Switch the chart recorder mode selector to DELAYED.
(6) Adjust R141 until the signal amplitude on the chart recorder and the CRT
are similar in amplitude. Remember that the signal recorded on the chart is always five
seconds delayed with respect to the CRT display in this mode of operation.
e. Calibrate and Check the Quasi-Random Signal Sensitivity Sensitivity.
Refer to Appendix B, Monitor Board Analog Schematic, section D-8.
(1) Turn down the output of the ECG simulator to 0.4mv, 60bpm, Lead 1
(2) Adjust R145 (one-turn control) to a point where the system just recognizes
a QRS complex.
Now switch the ECG simulator to 5.0mv output.
Reduce the size to 20mm.

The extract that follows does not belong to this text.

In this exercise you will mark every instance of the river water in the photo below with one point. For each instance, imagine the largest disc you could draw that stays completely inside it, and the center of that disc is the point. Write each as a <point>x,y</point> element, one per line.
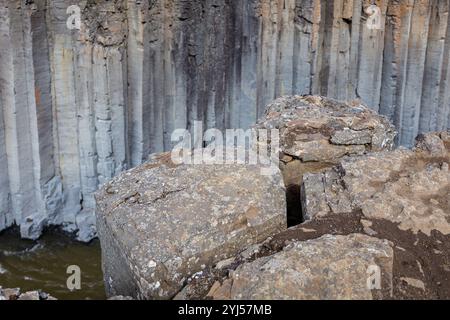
<point>42,264</point>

No double triggering should be noticeable.
(5) Switch the amplitude back to 1.0mv and the rate to 240bpm. No beats
should be missing.
Now lower the rate to 30bpm. The recognition should be correct.
f. Check the Overall Signal to Noise.
Operate the unit in Lead 1. Allow a few minutes for stabilization.
(2) Apply a 20 microvolt signal from the output of the ECG simulator to the
patient cable input. The heart rate should be 60bpm. The QRS complexes should still be
recognizable as little bumps about twice in size than the width of the base line trace.
g. Check the Synchronizer.
(1) You can make this check with or without the defibrillator connected and
turned ON (not charged up and sync switch engaged). A marker pulse should appear on
the CRT screen each time a QRS complex appears at the patient cable input.
(2) Switch to paddle pick-up, and the marker pulse is canceled out, even if a
QRS signal is applied to the paddles.